Стражник встал коленом на порог, просунулся в клеть. Тускло блеснул в дверном проеме обнаженный меч. В тот же миг Могута ударил по руке запором, выбил меч и толчком кулака опрокинул стражника за порог. Падая, стражник успел отчаянно вскрикнуть.
«Вот так. Теперь и я при оружии, до утра меня не возьмут Сигурдовы псы двуногие», – порадовался временной удаче Могута, сжимая тесную для его ладони рукоять меча.
– Тать! Там еще один тать! – выкрикивал на земле побитый страж.
– Вижу теперь, – равнодушно, даже с усмешкой в голосе отозвался доможирич Гордей. – Назовись, кто в клети!
«Как же, я назовусь, а ты за Агафьей пошлешь среди ночи своих людей, ее пытать прикажешь, чтобы я вышел», – подумал Могута. Он плотно прикрыл дверь и подпер ее запорным бруском.

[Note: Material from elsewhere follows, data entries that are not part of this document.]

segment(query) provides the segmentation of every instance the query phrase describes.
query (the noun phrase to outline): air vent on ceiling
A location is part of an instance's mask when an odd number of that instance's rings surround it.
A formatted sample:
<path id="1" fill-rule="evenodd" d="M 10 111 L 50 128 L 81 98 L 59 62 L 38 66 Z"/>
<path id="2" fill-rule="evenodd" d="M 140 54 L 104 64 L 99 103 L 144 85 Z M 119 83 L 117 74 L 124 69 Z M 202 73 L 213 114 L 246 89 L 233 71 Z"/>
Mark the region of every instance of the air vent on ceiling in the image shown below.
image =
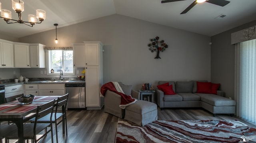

– Этот умнее холопа Бажана, – послышался снаружи чей-то глухой голос. – До солнца не выйдет.
– Пошлите за посадником Самсоном и за воеводой, – распорядился доможирич. – Да княжьего ябедьника покличьте. Теперь за ними главное слово, как с татем поступить.
В дверь постучали тупым концом копья.
– Слышь, тать! Назови себя и выходи, – не унимался Гордей. – Не выйдешь – велю огонь развести под клетью. Сгоришь, заживо в угли превратишься, как язычник поганый!
«Не разведешь», – мысленно ответил Могута. Он отошел от порога, на ощупь, выставив руки перед собой, обошел всю клеть – зерна здесь не было и в помине: пахло старым воском, выделанными кожами, на полках в связках лежали меховые шкуры белок, куниц и длинные шкуры волков, приготовленные на продажу, да оставленные по причине печенежской осады.